Это ведет свою заичность дядя Гараська Зыкун. И у Клюхи всегда вызывает смехоту, как он это делает. Ставит локоть на стол, ращеляет пальцы растопыркой и потом за них пытается спрятать свое лицо. Видимо, такое исхитрение, как ему кажется, делает более плавной его скачковатую речь.
Гараська страсть как не любит, когда кто-то пытается подсказать невыговариваемое им слово, потому в то время, когда он пытается осилить какое-нибудь междометие из двух букв, все смиренно сидят и молча переживают его упрямую тщетность.
У Клюхи же, видимо, как и у всех, тоже подложечно бьётся подсказка, как селезенка у скачущего жеребца, но она исчезает тогда, когда он замечает, как Гараська мечется языком за рогаткой растопыренных пальцев. Тогда он тоже кидает к лицу руку, но только затем, чтобы закрыть ладошкой не к месту лыбищийся рот.
Но вот что удивляло, на базаре, где дядя Гараська торгует разным сбоем: требухой, печенкой, ножками и свиными головами, он совершенно беззаично зазывально поет:
– Кому хвосты, каждый по полверсты?
Или что-нибудь такое скороговористое:
– Тесто мяли, зипун украли, бери шкуру на нову шубу!
Это он предлагал овчину, кинутую ему бойщиками вместе с гуськом.

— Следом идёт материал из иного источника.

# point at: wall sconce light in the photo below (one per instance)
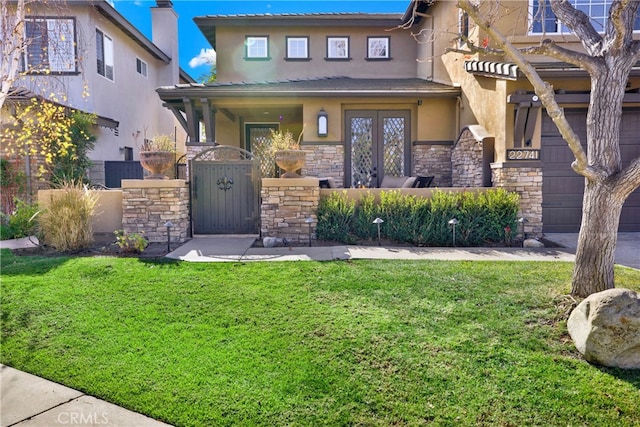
(323, 123)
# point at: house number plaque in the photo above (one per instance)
(523, 154)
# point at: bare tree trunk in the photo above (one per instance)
(593, 270)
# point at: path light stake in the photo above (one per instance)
(378, 221)
(521, 222)
(453, 222)
(309, 221)
(168, 224)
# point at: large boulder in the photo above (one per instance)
(605, 328)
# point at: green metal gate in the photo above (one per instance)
(225, 191)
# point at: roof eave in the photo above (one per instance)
(106, 10)
(172, 94)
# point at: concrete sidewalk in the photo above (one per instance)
(27, 400)
(239, 249)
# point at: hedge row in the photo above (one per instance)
(483, 217)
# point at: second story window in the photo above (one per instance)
(141, 67)
(104, 54)
(51, 45)
(297, 48)
(338, 48)
(544, 20)
(378, 48)
(257, 47)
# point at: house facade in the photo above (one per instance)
(87, 56)
(379, 95)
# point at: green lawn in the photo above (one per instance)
(308, 343)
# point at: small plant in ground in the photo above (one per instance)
(66, 224)
(159, 143)
(22, 222)
(131, 242)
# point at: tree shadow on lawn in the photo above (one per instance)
(631, 376)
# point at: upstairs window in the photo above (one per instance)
(257, 47)
(51, 45)
(297, 48)
(104, 54)
(544, 20)
(378, 48)
(141, 67)
(338, 48)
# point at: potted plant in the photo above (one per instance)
(157, 155)
(287, 153)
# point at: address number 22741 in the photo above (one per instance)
(523, 154)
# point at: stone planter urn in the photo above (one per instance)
(157, 162)
(290, 161)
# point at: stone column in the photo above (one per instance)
(526, 180)
(147, 205)
(286, 204)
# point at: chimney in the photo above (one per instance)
(164, 34)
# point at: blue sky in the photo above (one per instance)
(192, 42)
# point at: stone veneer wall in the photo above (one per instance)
(286, 204)
(147, 205)
(526, 180)
(325, 161)
(433, 159)
(466, 161)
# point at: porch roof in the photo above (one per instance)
(317, 87)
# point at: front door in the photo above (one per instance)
(378, 144)
(257, 136)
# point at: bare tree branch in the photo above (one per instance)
(12, 36)
(543, 89)
(550, 48)
(628, 179)
(621, 22)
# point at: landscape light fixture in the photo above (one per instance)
(453, 222)
(168, 224)
(378, 221)
(323, 123)
(521, 222)
(309, 221)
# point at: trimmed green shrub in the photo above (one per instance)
(482, 217)
(66, 224)
(366, 210)
(335, 216)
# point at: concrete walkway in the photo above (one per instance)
(27, 400)
(239, 249)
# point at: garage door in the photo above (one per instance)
(562, 188)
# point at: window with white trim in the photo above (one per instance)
(297, 47)
(141, 67)
(104, 54)
(337, 47)
(378, 48)
(257, 47)
(51, 45)
(543, 20)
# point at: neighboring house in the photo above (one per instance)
(396, 104)
(94, 60)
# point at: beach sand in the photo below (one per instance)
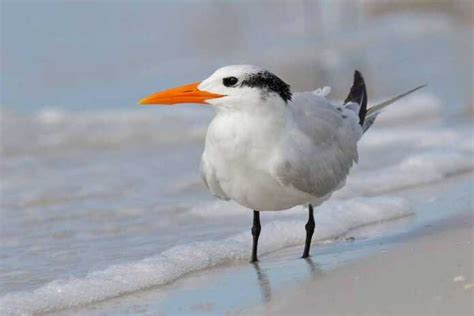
(429, 273)
(416, 265)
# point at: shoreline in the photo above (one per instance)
(281, 277)
(429, 273)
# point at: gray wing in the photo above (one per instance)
(320, 148)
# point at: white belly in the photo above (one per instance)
(235, 165)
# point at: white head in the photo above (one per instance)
(231, 87)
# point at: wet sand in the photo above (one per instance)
(430, 273)
(420, 264)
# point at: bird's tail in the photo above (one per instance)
(358, 94)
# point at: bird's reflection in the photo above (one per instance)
(314, 269)
(264, 283)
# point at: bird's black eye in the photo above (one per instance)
(230, 81)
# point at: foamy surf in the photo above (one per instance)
(334, 219)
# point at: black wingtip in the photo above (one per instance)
(358, 94)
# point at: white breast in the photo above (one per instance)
(275, 160)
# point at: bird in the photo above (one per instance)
(269, 148)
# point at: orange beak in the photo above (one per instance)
(185, 94)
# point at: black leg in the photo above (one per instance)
(255, 233)
(309, 232)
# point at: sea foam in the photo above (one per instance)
(333, 219)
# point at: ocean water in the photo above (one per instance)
(101, 201)
(98, 204)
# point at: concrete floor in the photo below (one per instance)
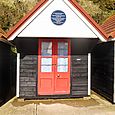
(94, 105)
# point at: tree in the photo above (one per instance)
(12, 11)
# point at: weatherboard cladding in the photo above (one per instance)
(103, 69)
(70, 3)
(79, 72)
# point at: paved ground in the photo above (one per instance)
(95, 105)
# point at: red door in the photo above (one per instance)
(54, 67)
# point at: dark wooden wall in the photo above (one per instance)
(28, 47)
(103, 69)
(7, 73)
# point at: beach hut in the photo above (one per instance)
(54, 43)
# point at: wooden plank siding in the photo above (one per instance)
(103, 69)
(79, 76)
(28, 48)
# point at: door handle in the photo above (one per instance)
(58, 75)
(53, 64)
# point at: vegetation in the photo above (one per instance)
(11, 11)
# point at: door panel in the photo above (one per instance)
(54, 67)
(45, 68)
(62, 73)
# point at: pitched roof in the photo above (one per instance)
(73, 2)
(3, 37)
(109, 26)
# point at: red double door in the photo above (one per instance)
(54, 67)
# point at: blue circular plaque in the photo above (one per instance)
(58, 17)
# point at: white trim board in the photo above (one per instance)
(114, 76)
(57, 31)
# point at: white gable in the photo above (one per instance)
(40, 24)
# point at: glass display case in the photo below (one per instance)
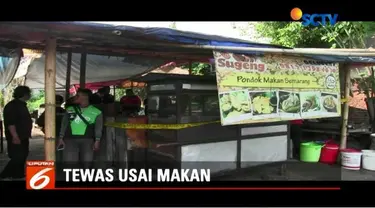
(181, 99)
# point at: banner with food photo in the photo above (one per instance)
(271, 88)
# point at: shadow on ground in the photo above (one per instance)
(281, 171)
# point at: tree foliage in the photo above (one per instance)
(340, 35)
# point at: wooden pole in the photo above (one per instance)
(82, 70)
(68, 71)
(50, 102)
(190, 68)
(345, 68)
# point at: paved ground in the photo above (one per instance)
(292, 170)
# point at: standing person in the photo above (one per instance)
(59, 114)
(81, 130)
(18, 127)
(104, 94)
(130, 103)
(145, 103)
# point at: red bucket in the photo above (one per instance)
(329, 153)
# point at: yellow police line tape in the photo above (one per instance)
(156, 126)
(344, 100)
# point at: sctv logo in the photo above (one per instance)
(313, 19)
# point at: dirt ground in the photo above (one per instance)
(281, 171)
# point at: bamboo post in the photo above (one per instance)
(345, 111)
(50, 92)
(68, 72)
(82, 70)
(190, 68)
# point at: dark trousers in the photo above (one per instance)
(18, 154)
(296, 134)
(78, 152)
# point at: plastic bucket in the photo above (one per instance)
(329, 154)
(310, 152)
(351, 159)
(368, 159)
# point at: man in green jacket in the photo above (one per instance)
(81, 131)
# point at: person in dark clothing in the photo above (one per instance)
(18, 127)
(70, 102)
(95, 99)
(130, 103)
(104, 94)
(59, 114)
(81, 131)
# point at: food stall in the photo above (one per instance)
(190, 105)
(240, 118)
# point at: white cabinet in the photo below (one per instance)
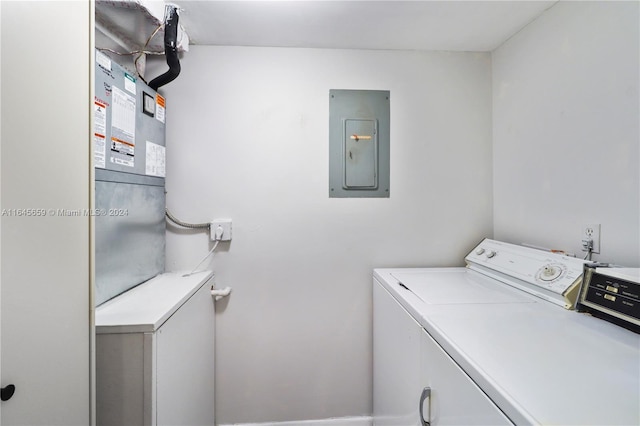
(155, 354)
(407, 360)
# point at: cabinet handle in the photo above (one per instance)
(7, 392)
(426, 393)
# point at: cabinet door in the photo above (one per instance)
(396, 362)
(185, 363)
(454, 398)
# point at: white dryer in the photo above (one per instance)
(498, 342)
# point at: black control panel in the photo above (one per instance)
(610, 297)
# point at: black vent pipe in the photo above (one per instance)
(170, 49)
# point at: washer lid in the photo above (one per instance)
(453, 287)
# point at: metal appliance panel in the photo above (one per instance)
(130, 236)
(129, 158)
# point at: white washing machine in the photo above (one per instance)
(498, 342)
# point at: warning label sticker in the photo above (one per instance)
(123, 128)
(99, 138)
(160, 108)
(155, 164)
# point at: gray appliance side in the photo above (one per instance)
(129, 185)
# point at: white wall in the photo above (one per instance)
(566, 130)
(248, 139)
(47, 318)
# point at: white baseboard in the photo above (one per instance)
(338, 421)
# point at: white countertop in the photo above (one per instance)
(540, 363)
(146, 307)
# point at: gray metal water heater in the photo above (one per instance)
(129, 159)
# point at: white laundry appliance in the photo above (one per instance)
(498, 342)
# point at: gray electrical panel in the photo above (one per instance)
(129, 159)
(359, 143)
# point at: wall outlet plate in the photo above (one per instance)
(223, 226)
(591, 232)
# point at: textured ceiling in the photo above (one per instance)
(412, 25)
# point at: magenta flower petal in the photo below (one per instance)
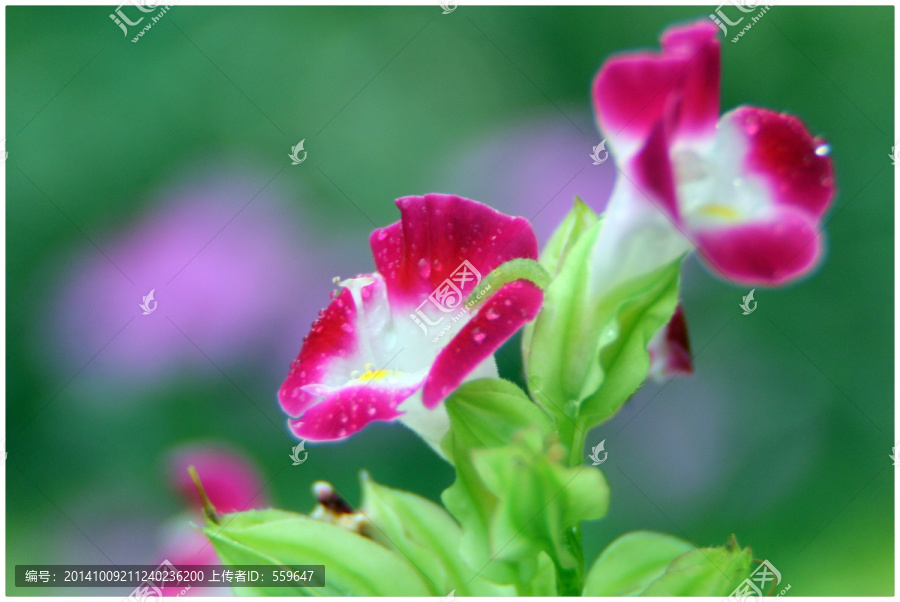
(670, 349)
(370, 351)
(435, 235)
(346, 410)
(333, 337)
(230, 480)
(771, 252)
(500, 317)
(749, 189)
(634, 91)
(783, 153)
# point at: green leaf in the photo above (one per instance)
(519, 500)
(486, 412)
(512, 270)
(354, 565)
(586, 352)
(640, 311)
(483, 413)
(632, 562)
(428, 537)
(579, 220)
(704, 572)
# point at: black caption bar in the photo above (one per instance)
(156, 577)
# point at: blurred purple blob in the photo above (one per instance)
(236, 277)
(534, 169)
(232, 482)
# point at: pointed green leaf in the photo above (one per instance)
(486, 413)
(428, 537)
(519, 500)
(640, 312)
(704, 572)
(514, 269)
(632, 562)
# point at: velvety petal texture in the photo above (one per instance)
(748, 189)
(411, 324)
(670, 349)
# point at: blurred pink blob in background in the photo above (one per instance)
(236, 274)
(233, 484)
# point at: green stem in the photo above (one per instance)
(571, 581)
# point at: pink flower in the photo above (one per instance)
(394, 343)
(747, 189)
(670, 349)
(232, 483)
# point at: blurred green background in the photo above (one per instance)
(781, 437)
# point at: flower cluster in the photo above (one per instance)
(746, 189)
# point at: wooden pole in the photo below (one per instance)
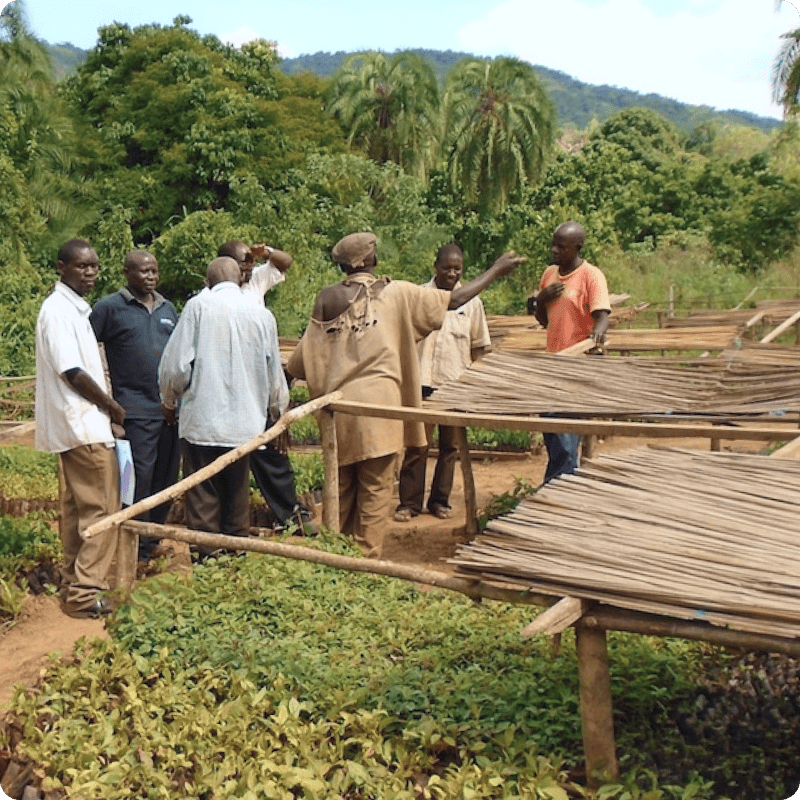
(213, 468)
(784, 326)
(597, 712)
(330, 458)
(127, 554)
(470, 495)
(605, 428)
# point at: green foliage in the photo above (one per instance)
(309, 471)
(389, 108)
(317, 683)
(175, 119)
(577, 103)
(28, 473)
(506, 502)
(498, 129)
(25, 543)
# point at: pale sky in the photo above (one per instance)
(707, 52)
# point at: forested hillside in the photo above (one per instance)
(176, 142)
(577, 103)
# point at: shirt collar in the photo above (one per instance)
(79, 302)
(225, 285)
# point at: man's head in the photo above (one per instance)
(141, 272)
(566, 247)
(356, 252)
(241, 254)
(78, 266)
(449, 265)
(223, 269)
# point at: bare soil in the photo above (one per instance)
(42, 630)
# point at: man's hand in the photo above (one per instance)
(170, 415)
(259, 251)
(551, 292)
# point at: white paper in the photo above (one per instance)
(127, 478)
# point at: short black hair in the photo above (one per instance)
(452, 247)
(67, 252)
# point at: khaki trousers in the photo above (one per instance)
(365, 499)
(89, 491)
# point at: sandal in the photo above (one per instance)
(403, 514)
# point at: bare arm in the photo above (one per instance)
(504, 265)
(602, 320)
(86, 386)
(278, 258)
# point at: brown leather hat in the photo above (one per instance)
(355, 249)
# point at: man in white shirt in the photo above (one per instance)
(77, 417)
(223, 362)
(270, 464)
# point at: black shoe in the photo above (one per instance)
(99, 608)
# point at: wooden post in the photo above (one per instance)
(211, 469)
(330, 458)
(596, 706)
(470, 496)
(127, 553)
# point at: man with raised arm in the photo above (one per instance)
(270, 464)
(444, 354)
(223, 362)
(362, 340)
(77, 417)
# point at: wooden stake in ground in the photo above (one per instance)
(213, 468)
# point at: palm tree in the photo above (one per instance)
(786, 73)
(389, 108)
(498, 130)
(36, 149)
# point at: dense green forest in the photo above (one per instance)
(577, 103)
(166, 139)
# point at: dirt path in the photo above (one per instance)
(42, 629)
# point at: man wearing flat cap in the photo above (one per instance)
(362, 340)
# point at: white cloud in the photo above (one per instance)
(707, 52)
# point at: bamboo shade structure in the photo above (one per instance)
(534, 383)
(696, 536)
(716, 337)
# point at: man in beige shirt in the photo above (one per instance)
(443, 356)
(362, 340)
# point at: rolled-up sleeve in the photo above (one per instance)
(175, 367)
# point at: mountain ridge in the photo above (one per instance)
(577, 103)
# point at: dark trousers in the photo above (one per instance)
(412, 473)
(274, 477)
(156, 457)
(220, 504)
(562, 454)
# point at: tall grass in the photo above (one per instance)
(686, 264)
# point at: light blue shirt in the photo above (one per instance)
(223, 362)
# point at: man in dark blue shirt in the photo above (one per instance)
(134, 325)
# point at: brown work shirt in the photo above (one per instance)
(369, 353)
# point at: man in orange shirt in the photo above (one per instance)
(573, 305)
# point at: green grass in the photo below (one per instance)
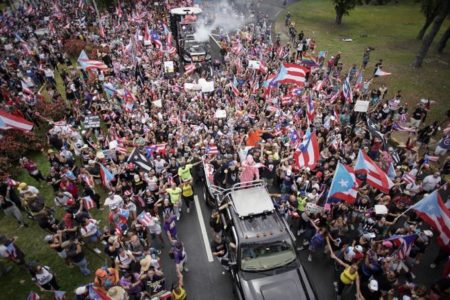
(391, 30)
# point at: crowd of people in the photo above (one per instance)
(158, 135)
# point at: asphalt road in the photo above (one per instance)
(206, 280)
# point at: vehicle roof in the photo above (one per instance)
(261, 227)
(251, 201)
(186, 10)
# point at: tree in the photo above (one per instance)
(443, 11)
(443, 41)
(430, 9)
(343, 7)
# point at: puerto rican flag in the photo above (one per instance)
(9, 121)
(398, 127)
(375, 175)
(291, 73)
(211, 149)
(404, 244)
(409, 178)
(347, 90)
(308, 153)
(145, 218)
(188, 69)
(433, 211)
(344, 185)
(234, 87)
(88, 203)
(87, 64)
(310, 111)
(106, 176)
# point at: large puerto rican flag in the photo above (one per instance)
(433, 211)
(308, 153)
(291, 73)
(344, 185)
(9, 121)
(375, 176)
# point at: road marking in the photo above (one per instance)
(203, 229)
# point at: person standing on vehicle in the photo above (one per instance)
(188, 194)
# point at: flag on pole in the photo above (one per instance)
(88, 203)
(310, 112)
(308, 154)
(347, 90)
(291, 73)
(10, 121)
(380, 72)
(375, 176)
(433, 211)
(106, 175)
(403, 243)
(344, 185)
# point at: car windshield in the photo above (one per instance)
(262, 257)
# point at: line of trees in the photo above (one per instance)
(434, 11)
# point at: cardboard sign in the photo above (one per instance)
(361, 106)
(91, 122)
(254, 64)
(206, 86)
(168, 67)
(312, 208)
(220, 114)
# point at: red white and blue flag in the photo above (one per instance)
(433, 211)
(310, 111)
(344, 185)
(106, 175)
(375, 175)
(308, 153)
(291, 73)
(347, 90)
(88, 203)
(404, 244)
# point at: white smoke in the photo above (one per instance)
(221, 16)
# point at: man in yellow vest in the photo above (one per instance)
(174, 193)
(188, 194)
(179, 293)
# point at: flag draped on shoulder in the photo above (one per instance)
(9, 121)
(106, 175)
(308, 153)
(344, 185)
(291, 73)
(403, 243)
(139, 159)
(375, 175)
(433, 211)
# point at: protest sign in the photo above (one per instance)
(361, 106)
(91, 122)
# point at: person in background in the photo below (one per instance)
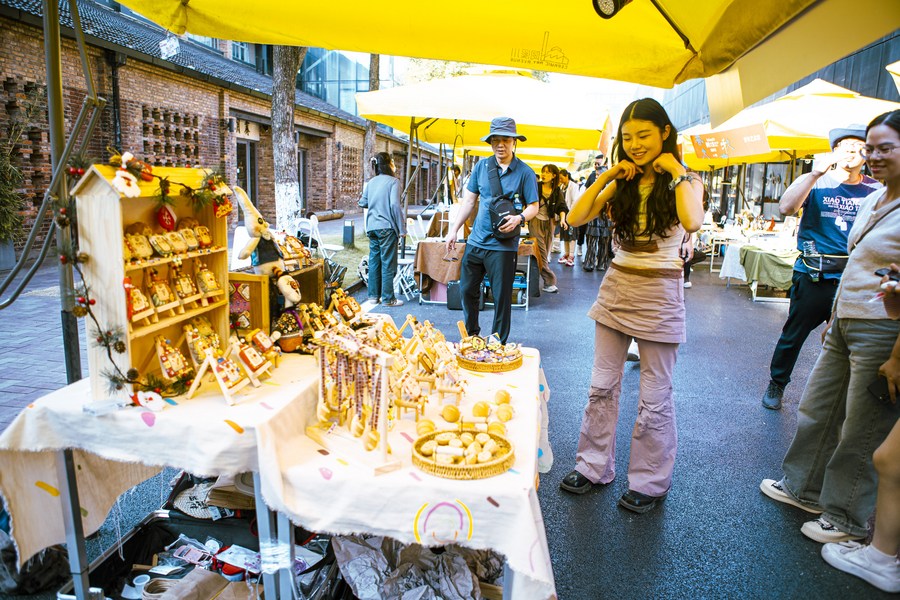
(384, 226)
(455, 184)
(567, 234)
(828, 470)
(829, 196)
(485, 253)
(542, 226)
(653, 201)
(581, 232)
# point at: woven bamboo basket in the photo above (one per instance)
(501, 463)
(493, 367)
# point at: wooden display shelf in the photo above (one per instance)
(159, 261)
(143, 330)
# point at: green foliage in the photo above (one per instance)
(23, 117)
(11, 203)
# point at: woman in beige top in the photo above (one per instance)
(652, 201)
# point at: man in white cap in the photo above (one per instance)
(490, 249)
(829, 196)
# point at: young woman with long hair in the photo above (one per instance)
(652, 201)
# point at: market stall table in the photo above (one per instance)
(115, 451)
(772, 267)
(338, 491)
(431, 266)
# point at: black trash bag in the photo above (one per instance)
(48, 569)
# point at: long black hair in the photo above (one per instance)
(381, 164)
(625, 205)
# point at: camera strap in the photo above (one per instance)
(494, 178)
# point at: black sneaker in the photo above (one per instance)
(576, 483)
(638, 502)
(773, 395)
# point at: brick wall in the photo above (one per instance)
(171, 119)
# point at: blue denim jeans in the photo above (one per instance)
(382, 263)
(840, 424)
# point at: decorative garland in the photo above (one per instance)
(130, 169)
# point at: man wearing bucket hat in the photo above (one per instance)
(488, 249)
(829, 196)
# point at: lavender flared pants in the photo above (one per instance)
(654, 439)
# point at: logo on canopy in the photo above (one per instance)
(547, 56)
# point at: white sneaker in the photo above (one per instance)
(822, 530)
(775, 490)
(634, 352)
(852, 557)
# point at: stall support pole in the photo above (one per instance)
(286, 536)
(71, 507)
(266, 526)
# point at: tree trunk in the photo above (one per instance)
(288, 206)
(369, 143)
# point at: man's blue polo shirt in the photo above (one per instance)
(518, 178)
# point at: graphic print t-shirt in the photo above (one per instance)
(828, 214)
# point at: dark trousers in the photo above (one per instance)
(580, 232)
(382, 263)
(810, 307)
(500, 267)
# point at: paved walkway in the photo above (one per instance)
(716, 536)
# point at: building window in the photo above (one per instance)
(265, 58)
(204, 41)
(246, 167)
(243, 52)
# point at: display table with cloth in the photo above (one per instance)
(431, 267)
(113, 452)
(772, 267)
(337, 492)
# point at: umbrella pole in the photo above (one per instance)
(412, 130)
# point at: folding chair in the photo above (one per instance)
(309, 228)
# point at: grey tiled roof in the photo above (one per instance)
(118, 29)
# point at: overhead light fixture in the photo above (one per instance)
(609, 8)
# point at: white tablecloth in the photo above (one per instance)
(116, 451)
(335, 492)
(731, 262)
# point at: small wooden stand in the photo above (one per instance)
(209, 363)
(252, 374)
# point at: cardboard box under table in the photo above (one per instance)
(338, 492)
(113, 452)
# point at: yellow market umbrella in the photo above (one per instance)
(894, 70)
(763, 44)
(458, 110)
(797, 123)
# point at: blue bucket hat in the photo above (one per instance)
(503, 127)
(854, 131)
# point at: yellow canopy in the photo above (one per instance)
(769, 43)
(894, 70)
(459, 110)
(796, 123)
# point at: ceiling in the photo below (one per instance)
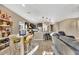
(54, 12)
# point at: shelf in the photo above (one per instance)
(4, 43)
(5, 20)
(4, 25)
(5, 51)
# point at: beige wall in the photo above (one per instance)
(69, 26)
(16, 18)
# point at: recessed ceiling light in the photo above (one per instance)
(23, 5)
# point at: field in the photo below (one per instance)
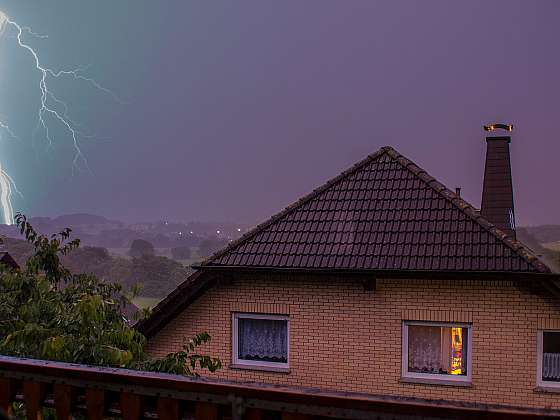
(145, 302)
(555, 246)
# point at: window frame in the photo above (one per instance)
(436, 377)
(555, 385)
(256, 364)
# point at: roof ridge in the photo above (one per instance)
(518, 247)
(296, 204)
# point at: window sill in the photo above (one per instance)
(259, 368)
(436, 381)
(548, 389)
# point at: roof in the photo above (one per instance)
(384, 213)
(7, 260)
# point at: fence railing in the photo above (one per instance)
(106, 392)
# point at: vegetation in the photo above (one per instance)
(141, 248)
(181, 252)
(209, 246)
(157, 275)
(48, 312)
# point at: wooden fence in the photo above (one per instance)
(105, 392)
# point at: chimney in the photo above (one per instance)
(497, 193)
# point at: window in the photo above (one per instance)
(260, 340)
(436, 352)
(548, 362)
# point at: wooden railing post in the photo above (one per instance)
(7, 394)
(253, 414)
(131, 406)
(168, 408)
(33, 394)
(95, 402)
(63, 401)
(206, 411)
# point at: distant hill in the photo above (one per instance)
(157, 275)
(545, 233)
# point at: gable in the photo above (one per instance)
(384, 213)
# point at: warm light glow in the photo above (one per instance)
(456, 351)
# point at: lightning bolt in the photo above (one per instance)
(50, 106)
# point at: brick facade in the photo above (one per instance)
(345, 338)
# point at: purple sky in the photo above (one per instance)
(235, 109)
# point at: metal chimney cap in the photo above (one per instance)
(492, 127)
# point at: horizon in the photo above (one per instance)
(297, 107)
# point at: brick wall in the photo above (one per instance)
(345, 338)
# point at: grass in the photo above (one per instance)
(145, 302)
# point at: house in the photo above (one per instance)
(381, 281)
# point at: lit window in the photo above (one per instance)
(436, 351)
(548, 362)
(260, 340)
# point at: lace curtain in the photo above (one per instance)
(263, 339)
(551, 366)
(429, 349)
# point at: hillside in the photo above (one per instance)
(157, 275)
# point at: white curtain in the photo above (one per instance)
(424, 349)
(551, 366)
(263, 339)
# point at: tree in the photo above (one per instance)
(181, 252)
(140, 248)
(47, 312)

Больше же всего в день своего ангела Клюха любит, когда кто-то из гостей, да тот же Гараська, хотя он и не чужой, а родный брат отца, требуют его дневник, чтобы полюбоваться отметками, которые там, как звезды по небу рассеяны. Преобладают, конечно, пятерки с четверками, потому Клюха блаженно переживает тот момент, когда чтение дневника начинается с обложки:
– Ну что тут Алифашкин Николай положил на алтарь Отечества?
Такой высокопарный слог принадлежит старшему лесничему Денису Власичу Вычужанину – отцову начальнику и призорцу, потому как никто чаще его не бывает на кордоне. И не просто по лесхозным делам, но и так, для отдохновения души, как он признается.
– Ты у меня Арефий Кирсаныч, как талисман, – говорит он отцу. – Побываю у тебя и душой отойду, и тогда можно со спокойной совестью в райком на проегон ехать.
В ту пору Клюха еще не знал, что за страхоту из себя представляет райком, а вот слово «проегон» он уже по-другому произносил. Матерно получалось. Хотя и по-взрослому солидно.